Implement np.unravel_index
Implement np.angle
Implement np.median
Implement np.ix_
Implement np.meshgrid
Implement np.expand_dims
Implement np.rot90
Implement np.round
Implement np.fft.fftshift and np.fft.ifftshift
Implement np.roll
Support full_matrices parameter of np.linalg.svd

Memory management enhancements

Memory efficient implementation of matrix multiplication - this implementation batches over the reduction dimension, achieving constant memory overhead regardless of array sizes.
Memory efficiency for stencil computation - add np.ndarray.stencil_hint method, that instructs cuPyNumeric to pre-allocate the necessary space for ghost elements when an array is to be used in a stencil computation, reducing intermediate memory use.
Memory allocation report - report the object-memory mapping when a computation runs out of memory, to help users debug and optimize memory usage.

Enhanced infrastructure support

GH200 Grace Hopper Superchip support - allows users to leverage GH200-based cloud instances and supercomputers.
GASNet support - support GASNet as an alternative networking backend to UCX, using a GASNet wrapper, MPI wrapper, and custom build utilities.
Initial HDF5 support - distributed read/write of HDF5 files using a POSIX backend.
Automatic resource configuration at run time - automatically discover and use all the available compute resources including CPU, GPU, system memory, and framebuffer memory.
More enhancements from Legate 24.11

Other

Re-implement the RNG module on top of the C++ STL random library, removing the need to have cuRand in CPU-only installations.

Known Issues

cuPyNumeric will emit a false-positive warning like the following:

RuntimeWarning: cuPyNumeric has not implemented numpy.ndarray.__buffer__ and is falling back to canonical NumPy. You may notice significantly decreased performance for this function call.

in cases such as when an arithmetic operation is performed on a scalar array, e.g. cupynumeric.array(42) * 2. There is no actual performance degradation occurring in this case. We are working on a patch that will suppress this warning.

Assets 2

11 Sep 20:36

manopapad

v24.06.01

427da00

v24.06.01

This is a patch release, and includes the following fixes:

Fix for nv-legate/legate#947
Fix package dependencies (cuda and openblas)

x86 conda packages with multi-node support (based on UCX) are available at https://anaconda.org/legate/cunumeric.

Documentation for this release can be found at https://docs.nvidia.com/cunumeric/24.06/.

Assets 2

03 Jul 22:35

manopapad

v24.06.00

510e24a

v24.06.00

This release ports cuNumeric to the C++-based Legate-Core.
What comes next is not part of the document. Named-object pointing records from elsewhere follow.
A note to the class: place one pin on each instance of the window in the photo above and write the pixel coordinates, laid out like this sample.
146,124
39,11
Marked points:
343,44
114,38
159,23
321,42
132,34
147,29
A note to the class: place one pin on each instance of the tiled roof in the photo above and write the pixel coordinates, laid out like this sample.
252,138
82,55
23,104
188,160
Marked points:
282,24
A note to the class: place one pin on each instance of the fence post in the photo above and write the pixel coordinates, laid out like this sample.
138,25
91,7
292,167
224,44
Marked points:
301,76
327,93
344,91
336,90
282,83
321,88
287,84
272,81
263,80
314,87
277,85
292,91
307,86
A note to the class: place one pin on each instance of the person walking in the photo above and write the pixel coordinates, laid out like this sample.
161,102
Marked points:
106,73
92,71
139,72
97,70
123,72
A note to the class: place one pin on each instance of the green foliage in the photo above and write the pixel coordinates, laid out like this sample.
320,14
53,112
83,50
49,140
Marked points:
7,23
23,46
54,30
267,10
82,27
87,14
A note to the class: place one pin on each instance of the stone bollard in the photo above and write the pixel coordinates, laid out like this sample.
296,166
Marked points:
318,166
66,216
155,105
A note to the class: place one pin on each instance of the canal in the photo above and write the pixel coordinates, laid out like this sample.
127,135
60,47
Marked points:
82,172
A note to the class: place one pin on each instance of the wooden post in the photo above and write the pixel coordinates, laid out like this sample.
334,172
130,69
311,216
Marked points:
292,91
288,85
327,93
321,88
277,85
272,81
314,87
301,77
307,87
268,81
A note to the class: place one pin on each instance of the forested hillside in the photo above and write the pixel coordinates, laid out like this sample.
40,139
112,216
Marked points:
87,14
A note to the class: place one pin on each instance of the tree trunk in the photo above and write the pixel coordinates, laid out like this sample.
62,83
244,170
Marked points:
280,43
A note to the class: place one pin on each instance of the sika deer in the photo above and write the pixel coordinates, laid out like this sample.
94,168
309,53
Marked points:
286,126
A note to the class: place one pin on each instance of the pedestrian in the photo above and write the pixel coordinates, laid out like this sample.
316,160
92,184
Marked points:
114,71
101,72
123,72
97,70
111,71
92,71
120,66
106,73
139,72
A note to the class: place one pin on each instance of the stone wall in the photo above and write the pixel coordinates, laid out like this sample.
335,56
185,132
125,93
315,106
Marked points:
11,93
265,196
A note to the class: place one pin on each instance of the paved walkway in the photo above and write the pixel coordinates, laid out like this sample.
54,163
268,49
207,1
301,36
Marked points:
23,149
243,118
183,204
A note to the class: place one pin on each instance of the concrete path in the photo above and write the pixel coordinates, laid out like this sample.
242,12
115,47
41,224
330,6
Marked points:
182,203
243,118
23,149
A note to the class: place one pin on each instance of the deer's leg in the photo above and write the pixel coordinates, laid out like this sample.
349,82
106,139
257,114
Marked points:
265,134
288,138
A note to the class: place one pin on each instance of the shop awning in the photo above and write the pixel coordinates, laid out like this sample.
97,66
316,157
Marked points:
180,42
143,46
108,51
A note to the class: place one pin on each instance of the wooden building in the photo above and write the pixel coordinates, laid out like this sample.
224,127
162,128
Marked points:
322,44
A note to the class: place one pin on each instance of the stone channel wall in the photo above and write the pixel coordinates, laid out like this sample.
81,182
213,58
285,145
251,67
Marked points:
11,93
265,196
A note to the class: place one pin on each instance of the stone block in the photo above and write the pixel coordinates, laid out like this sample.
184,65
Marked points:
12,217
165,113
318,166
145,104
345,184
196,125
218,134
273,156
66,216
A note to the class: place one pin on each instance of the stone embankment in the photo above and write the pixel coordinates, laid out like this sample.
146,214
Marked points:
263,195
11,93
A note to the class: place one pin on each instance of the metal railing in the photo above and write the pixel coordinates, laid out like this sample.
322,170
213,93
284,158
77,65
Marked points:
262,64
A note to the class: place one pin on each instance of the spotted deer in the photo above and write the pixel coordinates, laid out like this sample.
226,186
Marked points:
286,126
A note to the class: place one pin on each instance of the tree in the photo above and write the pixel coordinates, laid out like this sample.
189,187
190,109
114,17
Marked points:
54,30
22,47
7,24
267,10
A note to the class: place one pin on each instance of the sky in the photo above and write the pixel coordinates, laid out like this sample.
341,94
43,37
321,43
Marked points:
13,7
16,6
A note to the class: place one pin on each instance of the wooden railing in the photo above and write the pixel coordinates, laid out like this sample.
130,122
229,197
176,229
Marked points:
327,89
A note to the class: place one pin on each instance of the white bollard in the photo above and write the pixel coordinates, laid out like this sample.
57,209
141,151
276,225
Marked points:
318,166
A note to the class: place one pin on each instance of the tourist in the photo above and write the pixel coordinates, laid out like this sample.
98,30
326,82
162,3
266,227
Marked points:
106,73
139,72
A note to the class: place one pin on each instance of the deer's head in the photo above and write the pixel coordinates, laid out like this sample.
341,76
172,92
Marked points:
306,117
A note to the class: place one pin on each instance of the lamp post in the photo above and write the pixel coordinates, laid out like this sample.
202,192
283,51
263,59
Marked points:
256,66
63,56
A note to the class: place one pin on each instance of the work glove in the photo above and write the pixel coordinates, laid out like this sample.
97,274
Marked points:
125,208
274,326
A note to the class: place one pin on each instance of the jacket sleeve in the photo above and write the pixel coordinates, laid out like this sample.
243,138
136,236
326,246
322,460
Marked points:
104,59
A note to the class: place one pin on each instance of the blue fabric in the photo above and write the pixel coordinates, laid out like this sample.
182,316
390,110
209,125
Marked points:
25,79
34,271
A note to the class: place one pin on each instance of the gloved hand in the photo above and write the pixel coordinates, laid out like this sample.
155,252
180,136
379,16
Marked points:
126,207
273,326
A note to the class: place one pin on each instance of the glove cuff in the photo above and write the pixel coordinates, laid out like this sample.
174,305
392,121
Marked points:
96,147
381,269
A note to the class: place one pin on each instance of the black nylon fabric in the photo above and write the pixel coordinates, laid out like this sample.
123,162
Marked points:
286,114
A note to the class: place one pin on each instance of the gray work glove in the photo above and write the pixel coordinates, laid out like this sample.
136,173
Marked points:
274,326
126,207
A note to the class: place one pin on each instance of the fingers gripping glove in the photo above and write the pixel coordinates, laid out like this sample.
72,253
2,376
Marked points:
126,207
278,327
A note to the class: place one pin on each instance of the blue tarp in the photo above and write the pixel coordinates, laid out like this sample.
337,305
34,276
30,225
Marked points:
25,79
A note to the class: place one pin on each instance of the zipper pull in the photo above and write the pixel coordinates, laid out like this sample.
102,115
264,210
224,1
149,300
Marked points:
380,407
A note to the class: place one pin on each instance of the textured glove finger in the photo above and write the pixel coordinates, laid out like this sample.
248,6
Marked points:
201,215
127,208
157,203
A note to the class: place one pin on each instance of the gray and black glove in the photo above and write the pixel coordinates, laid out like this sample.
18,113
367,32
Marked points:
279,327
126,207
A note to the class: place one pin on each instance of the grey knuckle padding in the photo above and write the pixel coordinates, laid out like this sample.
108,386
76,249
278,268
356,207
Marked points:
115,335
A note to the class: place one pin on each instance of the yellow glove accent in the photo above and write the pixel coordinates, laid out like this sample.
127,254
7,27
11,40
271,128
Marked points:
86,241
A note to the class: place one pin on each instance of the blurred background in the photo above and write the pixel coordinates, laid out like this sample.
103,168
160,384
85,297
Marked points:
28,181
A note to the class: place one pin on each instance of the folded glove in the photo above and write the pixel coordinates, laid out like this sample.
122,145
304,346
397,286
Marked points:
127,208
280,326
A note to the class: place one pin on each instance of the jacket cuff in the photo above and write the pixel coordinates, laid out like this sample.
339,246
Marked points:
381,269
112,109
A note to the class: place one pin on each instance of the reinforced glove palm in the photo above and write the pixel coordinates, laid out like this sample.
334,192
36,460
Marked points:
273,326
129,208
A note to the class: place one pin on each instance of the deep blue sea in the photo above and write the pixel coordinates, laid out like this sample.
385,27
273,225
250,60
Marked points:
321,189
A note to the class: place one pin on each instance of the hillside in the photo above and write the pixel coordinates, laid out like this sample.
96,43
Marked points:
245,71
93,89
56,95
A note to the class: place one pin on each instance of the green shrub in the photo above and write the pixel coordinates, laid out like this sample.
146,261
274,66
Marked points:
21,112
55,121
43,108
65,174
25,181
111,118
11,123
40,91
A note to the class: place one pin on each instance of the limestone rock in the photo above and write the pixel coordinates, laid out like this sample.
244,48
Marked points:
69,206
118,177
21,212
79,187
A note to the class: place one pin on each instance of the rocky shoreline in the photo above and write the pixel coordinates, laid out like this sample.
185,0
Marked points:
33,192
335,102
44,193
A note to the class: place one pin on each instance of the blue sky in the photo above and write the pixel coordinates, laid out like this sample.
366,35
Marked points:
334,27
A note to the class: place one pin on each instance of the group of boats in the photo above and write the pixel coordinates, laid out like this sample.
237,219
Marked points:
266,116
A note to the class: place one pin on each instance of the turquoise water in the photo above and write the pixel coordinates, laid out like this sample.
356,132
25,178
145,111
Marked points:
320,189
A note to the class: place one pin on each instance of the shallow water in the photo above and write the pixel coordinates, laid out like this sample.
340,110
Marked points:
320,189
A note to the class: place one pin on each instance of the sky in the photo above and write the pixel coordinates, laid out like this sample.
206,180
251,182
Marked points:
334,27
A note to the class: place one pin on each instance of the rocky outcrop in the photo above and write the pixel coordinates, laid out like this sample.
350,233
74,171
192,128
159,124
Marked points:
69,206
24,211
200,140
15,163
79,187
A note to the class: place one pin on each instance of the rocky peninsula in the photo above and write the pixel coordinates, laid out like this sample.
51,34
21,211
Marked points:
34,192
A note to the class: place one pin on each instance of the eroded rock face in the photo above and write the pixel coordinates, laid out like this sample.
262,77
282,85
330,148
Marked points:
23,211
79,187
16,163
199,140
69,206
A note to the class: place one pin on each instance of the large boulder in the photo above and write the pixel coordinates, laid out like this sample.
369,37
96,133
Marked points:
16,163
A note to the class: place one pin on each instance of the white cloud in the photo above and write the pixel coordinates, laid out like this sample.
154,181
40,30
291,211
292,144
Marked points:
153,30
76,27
Additionally, it includes the following new features:

np.linalg.qr, np.linalg.svd (single-GPU support only)
"where" argument for unary operations
np.select
np.flipup, np.fliplr
np.cov
np.load (initial, unoptimized implementation)
np.average
np.logical_and/or.reduce
np.digitize
np.diff
np.linalg.cholesky, np.linalg.solve (multi-GPU support, based on cuSolverMp -- not included in conda packages, requires a manual build)
C++-based ndarray class (experimental support)

x86 conda packages with multi-node support (based on UCX) are available at https://anaconda.org/legate/cunumeric.

Documentation for this release can be found at https://docs.nvidia.com/cunumeric/24.06/.

Known issues

Including the nvidia conda channel in an environment with cunumeric may end up pulling cutensor 2.0, even though the cunumeric packages explicitly request cutensor 1.7. This can cause error messages like this:

OSError: libcutensor.so.1: cannot open shared object file: No such file or directory

This is not an issue with cuNumeric, but with incorrect constraints on the cutensor packages on the nvidia channel. Please avoid including the nvidia conda channel in any conda environment including cunumeric.

Assets 2

21 Nov 01:47

marcinz

v23.11.00

d91f17c

v23.11.00

This release contains performance improvements to the variance operation, and a multi-dimensional Cholesky implementation.

Conda packages for this release are available at https://anaconda.org/legate/cunumeric.

What's Changed

🚀 New Features

Added variance as a unary reduction by @jjwilke in #593
Add batched cholesky implementation and tests by @jjwilke in #1029

🐛 Bug Fixes

Replacing set with OrderedSet to avoid control-replication violations by @ipdemes in #1054
Inline boolean operators in NumPy are bitwise, not logical by @manopapad in #1057
Fix #1065 ("where" fails with IndexError) by @manopapad in #1067
Fixes #1069, #1070 (minor einsum bugs) by @manopapad in #1072

📖 Documentation

Suggest using mamba over conda by @manopapad in #1068

Full Changelog: v23.09.00...v23.11.00

Contributors

jjwilke, manopapad, and ipdemes

Assets 2

03 Oct 15:23

marcinz

v23.09.00

e66a063

v23.09.00

This release adds support for the quantile API, and includes some performance and documentation improvements (notably a "Best Practices" guide).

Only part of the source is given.